17 February 2012
15:16 PM
2012 has been quite an experience for me. first with me finally coming to terms with what happened last year with the whole A* drama and somehow managing to move past it(or at least deluding myself enough to believe I am past it). Either way, I think I'm a better person now. Then the time and experiences leading up to giving birth. That was another experience in itself. then, I guess, being cool with A*(complicated) again. Know how?! Being numb when around him. Sometimes bottling things up, putting them in a state-of-the-art safe and throwing away the key and combination code has helped.

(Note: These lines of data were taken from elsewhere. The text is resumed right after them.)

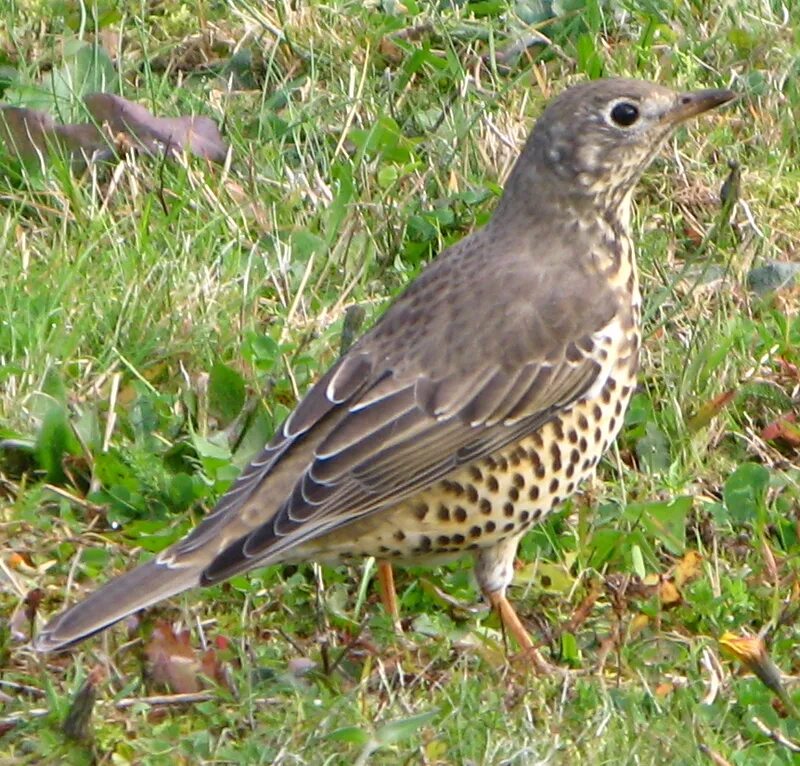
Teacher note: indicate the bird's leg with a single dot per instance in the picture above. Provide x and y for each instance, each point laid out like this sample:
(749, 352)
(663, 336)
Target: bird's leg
(388, 594)
(514, 626)
(494, 570)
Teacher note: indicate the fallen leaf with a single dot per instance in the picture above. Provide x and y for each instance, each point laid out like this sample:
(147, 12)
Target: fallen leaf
(687, 569)
(197, 134)
(177, 665)
(119, 126)
(752, 653)
(669, 595)
(172, 659)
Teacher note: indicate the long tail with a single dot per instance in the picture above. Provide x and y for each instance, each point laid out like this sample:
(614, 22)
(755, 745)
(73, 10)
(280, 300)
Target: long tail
(122, 596)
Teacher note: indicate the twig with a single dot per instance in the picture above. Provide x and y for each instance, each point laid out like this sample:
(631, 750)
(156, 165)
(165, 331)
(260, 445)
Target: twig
(165, 699)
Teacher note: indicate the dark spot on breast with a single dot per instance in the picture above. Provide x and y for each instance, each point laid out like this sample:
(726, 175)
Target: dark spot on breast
(555, 452)
(453, 487)
(424, 544)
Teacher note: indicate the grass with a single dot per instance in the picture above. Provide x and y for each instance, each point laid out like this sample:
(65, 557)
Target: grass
(161, 318)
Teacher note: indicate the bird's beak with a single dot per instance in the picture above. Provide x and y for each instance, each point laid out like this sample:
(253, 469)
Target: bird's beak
(696, 102)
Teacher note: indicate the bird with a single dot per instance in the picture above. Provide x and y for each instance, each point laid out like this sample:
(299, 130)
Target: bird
(477, 403)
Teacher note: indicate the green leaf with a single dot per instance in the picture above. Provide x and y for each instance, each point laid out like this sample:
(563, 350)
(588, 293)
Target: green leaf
(604, 543)
(226, 392)
(745, 492)
(638, 562)
(397, 731)
(653, 450)
(665, 521)
(353, 735)
(54, 440)
(570, 652)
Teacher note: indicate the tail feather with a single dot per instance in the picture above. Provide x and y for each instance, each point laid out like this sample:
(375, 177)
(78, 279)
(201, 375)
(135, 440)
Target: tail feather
(122, 596)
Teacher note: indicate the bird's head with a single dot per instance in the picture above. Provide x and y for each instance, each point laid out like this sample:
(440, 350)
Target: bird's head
(597, 137)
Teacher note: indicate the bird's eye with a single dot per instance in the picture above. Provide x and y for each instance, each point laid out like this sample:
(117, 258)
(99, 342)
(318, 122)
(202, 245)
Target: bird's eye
(624, 114)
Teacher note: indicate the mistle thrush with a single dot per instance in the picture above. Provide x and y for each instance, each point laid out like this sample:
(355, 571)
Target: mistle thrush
(479, 401)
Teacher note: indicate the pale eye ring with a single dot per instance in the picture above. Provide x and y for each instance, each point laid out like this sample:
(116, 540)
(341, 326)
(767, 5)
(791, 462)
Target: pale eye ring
(624, 114)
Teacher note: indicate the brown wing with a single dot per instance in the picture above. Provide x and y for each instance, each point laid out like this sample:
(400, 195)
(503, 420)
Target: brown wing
(433, 386)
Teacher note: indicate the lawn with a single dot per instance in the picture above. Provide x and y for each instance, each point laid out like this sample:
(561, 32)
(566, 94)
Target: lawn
(161, 316)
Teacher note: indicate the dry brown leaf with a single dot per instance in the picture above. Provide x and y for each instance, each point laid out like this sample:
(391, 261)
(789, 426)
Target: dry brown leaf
(177, 665)
(687, 569)
(197, 134)
(669, 595)
(119, 126)
(27, 133)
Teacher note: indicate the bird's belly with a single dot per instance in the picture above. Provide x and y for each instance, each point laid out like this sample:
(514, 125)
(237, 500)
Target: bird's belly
(484, 503)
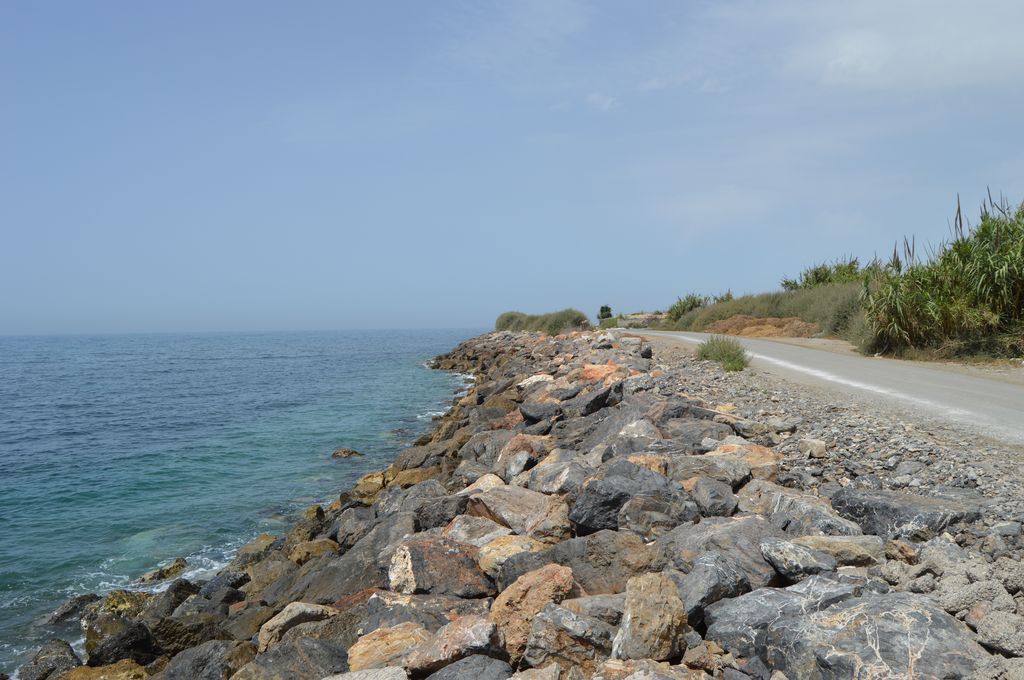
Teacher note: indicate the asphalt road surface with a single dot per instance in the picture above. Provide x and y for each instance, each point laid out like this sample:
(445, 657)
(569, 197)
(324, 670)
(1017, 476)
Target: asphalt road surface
(984, 406)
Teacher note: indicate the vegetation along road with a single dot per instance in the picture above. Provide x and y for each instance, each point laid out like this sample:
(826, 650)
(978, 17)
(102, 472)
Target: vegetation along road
(985, 405)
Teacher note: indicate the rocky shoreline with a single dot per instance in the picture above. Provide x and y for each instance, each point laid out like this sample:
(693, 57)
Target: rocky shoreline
(592, 510)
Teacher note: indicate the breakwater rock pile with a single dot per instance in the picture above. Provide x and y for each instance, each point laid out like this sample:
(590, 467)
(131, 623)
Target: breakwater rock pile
(577, 515)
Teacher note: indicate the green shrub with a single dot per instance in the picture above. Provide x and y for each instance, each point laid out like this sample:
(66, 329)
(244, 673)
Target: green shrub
(726, 351)
(967, 298)
(552, 324)
(686, 304)
(835, 307)
(840, 271)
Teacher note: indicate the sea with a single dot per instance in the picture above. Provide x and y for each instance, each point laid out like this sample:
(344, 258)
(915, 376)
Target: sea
(120, 453)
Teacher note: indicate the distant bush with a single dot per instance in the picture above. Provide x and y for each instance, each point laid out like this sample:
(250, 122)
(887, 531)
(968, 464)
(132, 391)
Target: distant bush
(967, 298)
(846, 270)
(552, 324)
(726, 351)
(686, 304)
(835, 307)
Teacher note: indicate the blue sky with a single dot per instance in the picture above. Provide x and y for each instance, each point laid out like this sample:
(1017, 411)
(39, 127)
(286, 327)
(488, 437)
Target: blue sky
(266, 166)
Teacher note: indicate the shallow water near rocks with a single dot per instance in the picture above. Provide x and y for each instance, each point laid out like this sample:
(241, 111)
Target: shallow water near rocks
(121, 452)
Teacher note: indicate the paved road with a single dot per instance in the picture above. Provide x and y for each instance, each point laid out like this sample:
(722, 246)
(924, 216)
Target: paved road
(988, 407)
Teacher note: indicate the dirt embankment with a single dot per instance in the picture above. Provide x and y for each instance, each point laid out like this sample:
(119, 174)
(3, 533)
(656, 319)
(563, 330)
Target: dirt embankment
(771, 327)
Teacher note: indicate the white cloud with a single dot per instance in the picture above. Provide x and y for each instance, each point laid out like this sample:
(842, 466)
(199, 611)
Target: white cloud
(601, 101)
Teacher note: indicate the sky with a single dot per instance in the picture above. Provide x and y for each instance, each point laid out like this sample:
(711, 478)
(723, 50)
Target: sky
(197, 166)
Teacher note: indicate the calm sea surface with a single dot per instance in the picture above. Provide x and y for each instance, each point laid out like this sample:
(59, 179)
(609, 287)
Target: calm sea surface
(120, 452)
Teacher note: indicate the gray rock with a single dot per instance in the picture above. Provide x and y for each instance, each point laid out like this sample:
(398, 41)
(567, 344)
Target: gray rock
(386, 609)
(895, 635)
(603, 607)
(562, 637)
(687, 433)
(299, 657)
(134, 642)
(738, 538)
(211, 661)
(476, 667)
(331, 578)
(650, 517)
(895, 514)
(714, 498)
(713, 578)
(654, 620)
(603, 495)
(601, 562)
(739, 624)
(1003, 632)
(53, 660)
(794, 561)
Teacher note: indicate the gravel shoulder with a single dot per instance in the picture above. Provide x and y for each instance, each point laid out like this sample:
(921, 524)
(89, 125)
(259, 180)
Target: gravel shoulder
(903, 448)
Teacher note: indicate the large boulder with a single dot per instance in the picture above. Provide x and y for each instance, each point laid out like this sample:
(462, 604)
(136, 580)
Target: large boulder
(298, 659)
(739, 624)
(465, 636)
(515, 607)
(848, 550)
(525, 512)
(603, 495)
(477, 667)
(385, 609)
(561, 637)
(894, 635)
(796, 512)
(330, 578)
(211, 661)
(601, 562)
(386, 646)
(429, 563)
(738, 538)
(290, 617)
(896, 514)
(654, 621)
(794, 561)
(714, 577)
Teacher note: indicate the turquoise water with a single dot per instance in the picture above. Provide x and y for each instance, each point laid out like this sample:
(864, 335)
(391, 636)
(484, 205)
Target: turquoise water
(120, 452)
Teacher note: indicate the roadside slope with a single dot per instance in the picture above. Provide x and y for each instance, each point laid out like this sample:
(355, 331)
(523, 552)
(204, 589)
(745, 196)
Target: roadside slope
(984, 406)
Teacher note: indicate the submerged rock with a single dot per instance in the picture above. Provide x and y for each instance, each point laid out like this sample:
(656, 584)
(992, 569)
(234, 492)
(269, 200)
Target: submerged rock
(52, 660)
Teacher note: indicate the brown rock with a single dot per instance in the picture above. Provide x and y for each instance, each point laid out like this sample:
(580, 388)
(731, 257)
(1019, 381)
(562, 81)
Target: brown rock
(476, 532)
(515, 607)
(654, 620)
(569, 640)
(763, 461)
(525, 512)
(291, 615)
(123, 670)
(307, 550)
(429, 563)
(413, 476)
(495, 553)
(463, 637)
(386, 646)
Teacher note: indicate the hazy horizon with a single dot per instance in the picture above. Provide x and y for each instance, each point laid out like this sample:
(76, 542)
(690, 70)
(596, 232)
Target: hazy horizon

Now I have something new to process from that story. I figured out sometime in december that he had gotten engaged. The day I gave birth, I received an "accidental" message from her (yeah right, blocked her after that) intended at someone else that confirmed just that. The weird thing though about the message is that she saw the ring as more of a promise ring than an engagement ring. Uhm ladies, is it just me or does that seem weird?! Anyway last night when I congratulated him about the birth of his new baby and the engagement, he seemed a bit taken aback by how I could possibly have known. Well, I did know and I've known for a while. I'm just surprised he never mentioned it to me. I shouldn't care right?! Wrong! I care. And it's not because I still have feelings for him. I actually don't know why I do actually. Have no possible explanation for it. Oh well, I really do wish them all the best on their new life together with the baby and all. Truly, from the bottom of my heart, I do.
One thing about being a mother is the ability I have to let things go. Especially things that have nothing to do with me or shouldn't even concern me. I have a beautiful baby girl who my world now revolves around. Someday, someone will be fortunate enough to call me their wife and I hope I will have something so special with them that people will look up to that kind of love. Until that day, the love of my life and I will go crazy because she is the luckiest child on the planet to have a mom like me!